Why is my search in BBEdit causing a “stack overfl

2019-05-14 11:29发布

问题:

I'm stumped about a "stack overflow" error--"out of stack space (application error code: 12246)--that I'm getting in BBEdit when I do a "replace all", searching for

(@article(((?!eprint|@article|@book).)*\r)*)pmid = {(.+)}((((?!eprint|@article|@book).)*\r)*(@|\r*\z))

and replacing with

\1eprinttype = {pubmed}, eprint = {\4}\5

I can use these same patterns manually, doing one-at-a-time find & replace, without any errors, even once the match no longer occurs. I can also avoid the error by working on smaller files.

I suspect that it's my inefficient and sloppy regex coding that's to blame, and would appreciate an expert's help in doing this more efficiently. I'm trying to locate all entries in a BibLaTeX bibliography that don't already have an eprint field, but which have a pmid field, and replace the pmid field with a corresponding e-print specification (using eprint and eprinttype).

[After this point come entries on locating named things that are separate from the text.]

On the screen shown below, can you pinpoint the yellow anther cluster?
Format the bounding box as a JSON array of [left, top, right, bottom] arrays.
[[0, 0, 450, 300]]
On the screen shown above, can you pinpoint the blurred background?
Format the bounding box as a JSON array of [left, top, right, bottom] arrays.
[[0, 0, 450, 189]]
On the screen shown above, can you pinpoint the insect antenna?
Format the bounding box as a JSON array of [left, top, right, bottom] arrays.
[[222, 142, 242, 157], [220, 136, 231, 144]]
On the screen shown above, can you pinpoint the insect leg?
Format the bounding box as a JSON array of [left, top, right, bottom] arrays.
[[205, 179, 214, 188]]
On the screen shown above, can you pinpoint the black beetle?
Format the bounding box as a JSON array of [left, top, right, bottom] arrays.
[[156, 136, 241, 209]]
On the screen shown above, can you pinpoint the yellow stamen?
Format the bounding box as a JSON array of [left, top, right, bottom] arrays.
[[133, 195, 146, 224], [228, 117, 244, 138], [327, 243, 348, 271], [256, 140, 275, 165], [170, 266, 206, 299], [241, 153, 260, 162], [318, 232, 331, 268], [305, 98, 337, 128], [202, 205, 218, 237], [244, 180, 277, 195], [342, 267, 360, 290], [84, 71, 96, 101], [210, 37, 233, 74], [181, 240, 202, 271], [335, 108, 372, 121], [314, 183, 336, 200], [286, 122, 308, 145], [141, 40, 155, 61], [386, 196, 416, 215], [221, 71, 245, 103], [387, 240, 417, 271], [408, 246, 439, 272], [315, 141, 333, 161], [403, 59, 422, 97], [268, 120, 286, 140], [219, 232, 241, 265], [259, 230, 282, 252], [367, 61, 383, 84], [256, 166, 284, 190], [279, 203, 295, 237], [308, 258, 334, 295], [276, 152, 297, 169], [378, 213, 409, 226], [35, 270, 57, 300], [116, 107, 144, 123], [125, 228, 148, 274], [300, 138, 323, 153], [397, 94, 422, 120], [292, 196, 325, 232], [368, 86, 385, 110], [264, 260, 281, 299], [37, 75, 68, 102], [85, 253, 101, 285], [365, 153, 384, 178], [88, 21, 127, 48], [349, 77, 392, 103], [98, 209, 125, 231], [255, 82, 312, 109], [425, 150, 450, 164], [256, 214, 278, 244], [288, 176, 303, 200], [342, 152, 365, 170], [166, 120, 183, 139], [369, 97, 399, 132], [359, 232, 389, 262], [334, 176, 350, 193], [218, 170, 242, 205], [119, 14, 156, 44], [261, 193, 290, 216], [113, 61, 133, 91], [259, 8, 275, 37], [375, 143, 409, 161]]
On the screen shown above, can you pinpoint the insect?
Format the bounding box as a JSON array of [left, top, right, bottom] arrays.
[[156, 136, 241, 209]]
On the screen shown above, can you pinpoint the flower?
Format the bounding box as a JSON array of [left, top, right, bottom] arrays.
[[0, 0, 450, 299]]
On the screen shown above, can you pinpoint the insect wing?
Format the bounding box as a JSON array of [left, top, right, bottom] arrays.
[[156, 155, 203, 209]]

Update: After some experimentation, I've found that a different approach is the only thing I can get to work. Searching for

(?(?=@article(.+\r)+eprint = {(.+\r)+}\r*)(?!)|(@article(.+\r)+)pmid = {(.+)}((.+\r)+}\r*))

and replacing with

\3eprinttype = {pubmed}, eprint = {\5}\6

does the trick. The only problem with this is the backreferences are fragile, but I can't get named backreferences to work in BBEdit.

回答1:

It's probably catastrophic backtracking caused by this last part:

.)*\r)*(@|\r*\z))

If you break that down and simplify it, you essentially have a .*, a \r*, and another \r* right next to each other. Now picture a string of \r characters at the end of your input: How should each \r be distributed? Which of those little clauses will soak up each \r character? If you have \r\r\r\r\r, you could eat all five \rs with the .* part and none at all with the \r* parts...or, you can make up any number of permutations that will still match. Since the * is greedy, it will try to fill the .* up first, but if that fails, it has to keep trying permutations until one of them works. So it's probably hogging a bunch of your resources with unnecessary backtracking, until finally it crashes.

I'm not an expert on optimization techniques for regex, but I'd start there if I were you.

Update:

Check out the Wikipedia article on PCRE:

Unless the "NoRecurse" PCRE build option (aka "--disable-stack-for-recursion") is chosen, adequate stack space must be allocated to PCRE by the calling application or operating system. ... While PCRE's documentation cautions that the "NoRecurse" build option makes PCRE slower than the alternative, using it avoids entirely the issue of stack overflows.

So I think catastrophic backtracking is a good bet here. I'd try to solve it by tweaking your regex before changing the build options on PCRE.



回答2:

Obviously this is some bug. But you could try changing the expression a bit. It's difficult to optimize the expression without knowing the requirements, but here's a guess:

(@article(?:(?:(?!eprint|@article|@book|pmid)[^\r])*+\r)*+)pmid = {([^\n\r]+)}((?:(?:(?!eprint|@article|@book)[^\r])*+\r)*(?:@|\r*\z))

Replace with:

\1eprinttype = {pubmed}, eprint = {\2}\3

BBEdit seems to use PCRE, unless it's (very) outdated the above expression should be compatible.